Bolsas de estudo e empregos perdidos são algumas das consequências dos atrasos nos agendamentos para obter visto na Guiné-Bissau para Portugal, a menos que se pague a “intermediários”, localizados frente da embaixada portuguesa, contaram à Lusa várias fontes.

“Pedi um agendamento há dois anos e ainda não o consegui”, disse Leónico Silva, um guineense que, de vez em quando, precisa de viajar para Portugal. O agendamento de que fala é através de uma empresa (VFS) que trata da documentação para o pedido de visto às autoridades portuguesas.

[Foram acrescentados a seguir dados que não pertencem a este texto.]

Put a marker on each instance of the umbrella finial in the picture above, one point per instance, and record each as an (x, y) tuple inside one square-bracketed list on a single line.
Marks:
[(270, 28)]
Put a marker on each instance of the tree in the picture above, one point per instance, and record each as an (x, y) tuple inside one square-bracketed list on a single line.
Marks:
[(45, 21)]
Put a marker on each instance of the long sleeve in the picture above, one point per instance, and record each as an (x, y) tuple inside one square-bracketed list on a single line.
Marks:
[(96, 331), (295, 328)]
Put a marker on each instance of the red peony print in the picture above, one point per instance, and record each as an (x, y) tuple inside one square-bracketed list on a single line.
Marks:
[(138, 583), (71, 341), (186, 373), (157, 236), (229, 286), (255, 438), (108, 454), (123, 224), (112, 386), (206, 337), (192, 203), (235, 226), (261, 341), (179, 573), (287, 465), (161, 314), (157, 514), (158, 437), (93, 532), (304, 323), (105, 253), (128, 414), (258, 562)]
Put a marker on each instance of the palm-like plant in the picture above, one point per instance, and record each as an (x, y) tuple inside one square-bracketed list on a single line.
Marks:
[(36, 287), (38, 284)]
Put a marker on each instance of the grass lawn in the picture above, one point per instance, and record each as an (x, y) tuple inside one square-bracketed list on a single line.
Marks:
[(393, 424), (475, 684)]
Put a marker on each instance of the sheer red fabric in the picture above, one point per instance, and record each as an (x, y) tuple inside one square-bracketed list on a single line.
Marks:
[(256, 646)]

Acontece que esta empresa apenas disponibiliza um determinado número de agendamentos, o qual na maioria dos casos vai parar à mão de “intermediários” que depois vendem o seu “serviço” a quem viajar para Portugal e não consegue, pelos seus meios, um agendamento.

Em declarações à Lusa, contou que uma vez em que precisou de viajar para Portugal com urgência, teve de pagar 100.000 francos CFA (cerca de 150 euros) a um indivíduo que estava na Praça de Bissau. Pagou e, no dia seguinte, tinha o agendamento e com ele estavam mais 11 pessoas que tinham pagado o mesmo. “Basta fazer as contas”, disse.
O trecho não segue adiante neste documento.